14) Sample Indian food
With a strong Indian influence, Stone Town is home to several excellent Indian restaurants.
Here’s your chance to try different, authentically-made, popular Indian dishes like samosas and butter chicken.
15) Visit St. Joseph’s Cathedral
If you’ve been to Marseilles, you might think St. Joseph’s Cathedral looks familiar.
That’s because it was designed by the same French architect behind the Notre Dame Basilica in Marseilles – sporting distinctive tall twin spires.

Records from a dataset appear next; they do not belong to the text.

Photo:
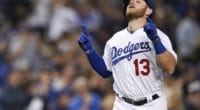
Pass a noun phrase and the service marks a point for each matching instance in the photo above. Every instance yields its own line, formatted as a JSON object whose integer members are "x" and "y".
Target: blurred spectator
{"x": 64, "y": 19}
{"x": 84, "y": 99}
{"x": 186, "y": 34}
{"x": 5, "y": 69}
{"x": 40, "y": 15}
{"x": 38, "y": 40}
{"x": 16, "y": 95}
{"x": 193, "y": 97}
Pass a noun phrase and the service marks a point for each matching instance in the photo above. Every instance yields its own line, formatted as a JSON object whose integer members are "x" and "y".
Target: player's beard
{"x": 136, "y": 14}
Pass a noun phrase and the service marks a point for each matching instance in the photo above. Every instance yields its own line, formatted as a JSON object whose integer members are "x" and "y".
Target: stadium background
{"x": 42, "y": 67}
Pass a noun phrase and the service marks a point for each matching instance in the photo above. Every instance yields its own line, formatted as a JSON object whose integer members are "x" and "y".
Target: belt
{"x": 138, "y": 102}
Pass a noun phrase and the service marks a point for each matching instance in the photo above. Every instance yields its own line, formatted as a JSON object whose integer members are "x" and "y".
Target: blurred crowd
{"x": 42, "y": 67}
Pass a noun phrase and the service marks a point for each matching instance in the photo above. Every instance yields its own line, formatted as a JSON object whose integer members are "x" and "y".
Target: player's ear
{"x": 149, "y": 11}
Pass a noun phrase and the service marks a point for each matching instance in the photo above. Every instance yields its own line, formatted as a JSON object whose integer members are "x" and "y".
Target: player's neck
{"x": 135, "y": 24}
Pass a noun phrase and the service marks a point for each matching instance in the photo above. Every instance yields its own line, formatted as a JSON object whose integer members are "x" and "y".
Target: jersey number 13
{"x": 145, "y": 64}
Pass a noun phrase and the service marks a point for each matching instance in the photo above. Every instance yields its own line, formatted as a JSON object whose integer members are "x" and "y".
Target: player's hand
{"x": 85, "y": 40}
{"x": 151, "y": 30}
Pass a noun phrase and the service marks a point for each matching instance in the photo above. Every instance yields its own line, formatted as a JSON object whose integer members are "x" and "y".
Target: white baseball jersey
{"x": 131, "y": 58}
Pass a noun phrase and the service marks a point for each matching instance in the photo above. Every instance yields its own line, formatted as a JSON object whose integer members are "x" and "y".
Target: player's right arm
{"x": 96, "y": 61}
{"x": 165, "y": 58}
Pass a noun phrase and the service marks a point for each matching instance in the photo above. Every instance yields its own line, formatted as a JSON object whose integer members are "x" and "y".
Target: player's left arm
{"x": 165, "y": 58}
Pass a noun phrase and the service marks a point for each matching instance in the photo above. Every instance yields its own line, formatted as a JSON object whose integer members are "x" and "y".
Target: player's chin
{"x": 131, "y": 16}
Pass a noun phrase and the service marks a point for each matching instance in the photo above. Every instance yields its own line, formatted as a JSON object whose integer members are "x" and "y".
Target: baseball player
{"x": 138, "y": 57}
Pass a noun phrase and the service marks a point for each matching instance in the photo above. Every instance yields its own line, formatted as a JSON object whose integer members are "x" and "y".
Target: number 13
{"x": 146, "y": 67}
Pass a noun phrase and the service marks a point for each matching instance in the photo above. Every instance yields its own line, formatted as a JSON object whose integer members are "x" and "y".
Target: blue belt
{"x": 138, "y": 102}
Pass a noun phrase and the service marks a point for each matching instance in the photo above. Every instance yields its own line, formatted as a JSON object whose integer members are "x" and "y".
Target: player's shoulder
{"x": 161, "y": 33}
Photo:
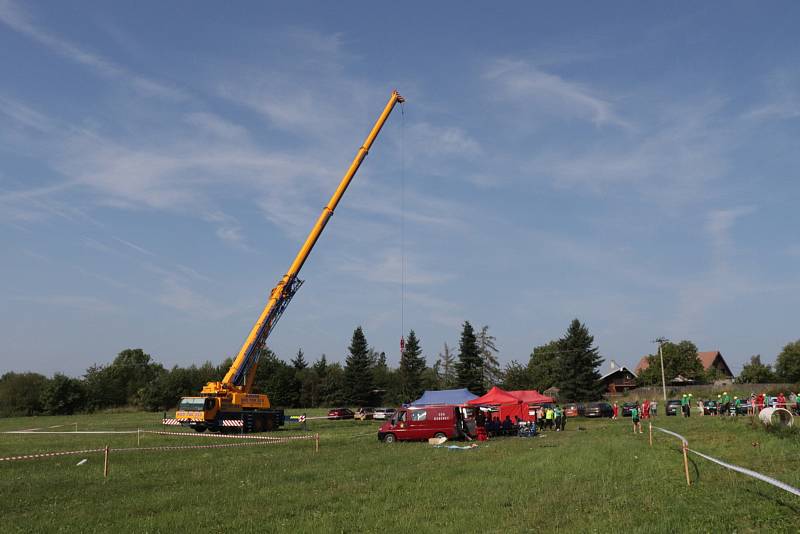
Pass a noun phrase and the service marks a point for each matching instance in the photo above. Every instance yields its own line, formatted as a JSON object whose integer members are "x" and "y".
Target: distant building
{"x": 618, "y": 379}
{"x": 710, "y": 359}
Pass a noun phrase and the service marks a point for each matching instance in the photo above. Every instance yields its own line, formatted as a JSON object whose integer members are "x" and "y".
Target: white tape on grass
{"x": 71, "y": 432}
{"x": 670, "y": 432}
{"x": 759, "y": 476}
{"x": 748, "y": 472}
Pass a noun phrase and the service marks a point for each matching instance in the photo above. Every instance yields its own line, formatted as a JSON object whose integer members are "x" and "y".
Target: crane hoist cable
{"x": 402, "y": 227}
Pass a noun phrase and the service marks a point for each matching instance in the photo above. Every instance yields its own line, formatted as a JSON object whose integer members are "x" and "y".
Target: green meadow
{"x": 597, "y": 476}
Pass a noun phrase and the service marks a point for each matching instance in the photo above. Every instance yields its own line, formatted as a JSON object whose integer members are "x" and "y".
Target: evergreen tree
{"x": 579, "y": 379}
{"x": 516, "y": 376}
{"x": 487, "y": 348}
{"x": 787, "y": 366}
{"x": 469, "y": 368}
{"x": 321, "y": 366}
{"x": 544, "y": 366}
{"x": 299, "y": 361}
{"x": 358, "y": 371}
{"x": 412, "y": 367}
{"x": 445, "y": 368}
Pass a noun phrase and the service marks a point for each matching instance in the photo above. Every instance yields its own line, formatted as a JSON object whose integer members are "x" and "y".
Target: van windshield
{"x": 192, "y": 404}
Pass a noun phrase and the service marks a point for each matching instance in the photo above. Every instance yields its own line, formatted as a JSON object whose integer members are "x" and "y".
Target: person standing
{"x": 635, "y": 419}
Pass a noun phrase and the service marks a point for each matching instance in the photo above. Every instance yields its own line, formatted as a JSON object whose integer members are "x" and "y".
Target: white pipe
{"x": 776, "y": 416}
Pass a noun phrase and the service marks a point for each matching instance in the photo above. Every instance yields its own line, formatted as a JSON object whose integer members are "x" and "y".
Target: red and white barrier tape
{"x": 758, "y": 476}
{"x": 228, "y": 436}
{"x": 262, "y": 441}
{"x": 48, "y": 455}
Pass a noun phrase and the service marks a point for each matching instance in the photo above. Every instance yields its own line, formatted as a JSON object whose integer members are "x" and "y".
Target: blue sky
{"x": 633, "y": 166}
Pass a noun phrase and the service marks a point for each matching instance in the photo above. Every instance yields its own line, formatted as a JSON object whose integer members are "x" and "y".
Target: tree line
{"x": 135, "y": 379}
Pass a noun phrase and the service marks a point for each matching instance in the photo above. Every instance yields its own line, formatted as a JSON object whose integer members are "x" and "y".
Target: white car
{"x": 383, "y": 413}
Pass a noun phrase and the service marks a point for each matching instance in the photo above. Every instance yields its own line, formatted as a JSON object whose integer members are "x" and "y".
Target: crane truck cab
{"x": 248, "y": 412}
{"x": 415, "y": 424}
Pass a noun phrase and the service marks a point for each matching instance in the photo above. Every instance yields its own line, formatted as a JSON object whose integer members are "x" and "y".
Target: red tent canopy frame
{"x": 531, "y": 396}
{"x": 510, "y": 405}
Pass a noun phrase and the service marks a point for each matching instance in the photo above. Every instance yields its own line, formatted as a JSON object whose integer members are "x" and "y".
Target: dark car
{"x": 627, "y": 407}
{"x": 599, "y": 409}
{"x": 340, "y": 413}
{"x": 574, "y": 410}
{"x": 673, "y": 407}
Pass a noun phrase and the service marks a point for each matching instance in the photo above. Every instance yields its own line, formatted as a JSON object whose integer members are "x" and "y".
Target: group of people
{"x": 646, "y": 409}
{"x": 543, "y": 418}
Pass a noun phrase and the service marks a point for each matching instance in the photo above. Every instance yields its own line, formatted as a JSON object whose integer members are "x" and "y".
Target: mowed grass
{"x": 595, "y": 477}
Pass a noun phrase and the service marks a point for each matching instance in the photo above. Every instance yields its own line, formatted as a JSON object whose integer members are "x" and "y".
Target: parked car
{"x": 383, "y": 413}
{"x": 627, "y": 407}
{"x": 599, "y": 409}
{"x": 410, "y": 424}
{"x": 673, "y": 407}
{"x": 364, "y": 413}
{"x": 340, "y": 413}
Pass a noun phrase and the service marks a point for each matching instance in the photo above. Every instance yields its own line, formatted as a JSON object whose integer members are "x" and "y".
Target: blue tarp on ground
{"x": 444, "y": 396}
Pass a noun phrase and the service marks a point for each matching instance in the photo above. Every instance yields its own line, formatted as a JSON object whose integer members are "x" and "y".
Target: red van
{"x": 422, "y": 423}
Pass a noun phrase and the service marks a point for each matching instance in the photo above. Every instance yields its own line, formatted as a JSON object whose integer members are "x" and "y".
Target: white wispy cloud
{"x": 77, "y": 302}
{"x": 548, "y": 93}
{"x": 782, "y": 99}
{"x": 18, "y": 19}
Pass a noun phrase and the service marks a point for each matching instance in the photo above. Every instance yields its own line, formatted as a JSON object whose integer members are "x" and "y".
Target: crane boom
{"x": 234, "y": 389}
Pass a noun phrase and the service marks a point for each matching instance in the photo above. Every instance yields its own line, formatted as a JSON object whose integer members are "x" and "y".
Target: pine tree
{"x": 299, "y": 361}
{"x": 487, "y": 348}
{"x": 579, "y": 379}
{"x": 412, "y": 367}
{"x": 544, "y": 365}
{"x": 469, "y": 368}
{"x": 358, "y": 371}
{"x": 446, "y": 368}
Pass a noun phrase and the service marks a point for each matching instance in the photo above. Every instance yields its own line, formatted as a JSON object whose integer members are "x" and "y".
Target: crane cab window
{"x": 192, "y": 404}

Dating back to the late 1800’s, St. Joseph’s Cathedral is especially worth popping into during mass, as the choir singers have heavenly voices!
16) People watch at Jaws Corner
Located near St. Josephs Cathedral, Jaws Corner is a mini square in Stone Town – said to be the “heart” of Stone Town – where men gather to sip coffee and play bao (an East African board game).
You’ll know you’re there when you see rows of red flags strung above, looking somewhat like Tibetan prayer flags.
17) Experience a sunset dhow cruise
So you’ve had sunset cocktails on a rooftop. Another way to catch the glorious pumpkin-orange sunset in Stone Town is to take a dhow cruise.
Traditional wooden sailing vessels, dhows were used by Arab traders to sail across the Indian Ocean to East Africa.
Sure, a sunset cruise is a bit touristy.
But then again, why not?
The boats are timeless, and listening to the white sails flap in the breeze, as you gaze at Stone Town from the sea, is something you won’t regret.
Exploring Stone Town is one of the best things to do in Zanzibar. Don’t miss it!
Where to stay in Stone Town
We stayed at the boutique Zanzibar Palace Hotel in Stone Town – and loved it.
This restored 9-room palace is tucked away among the tangled alleyways of Stone Town.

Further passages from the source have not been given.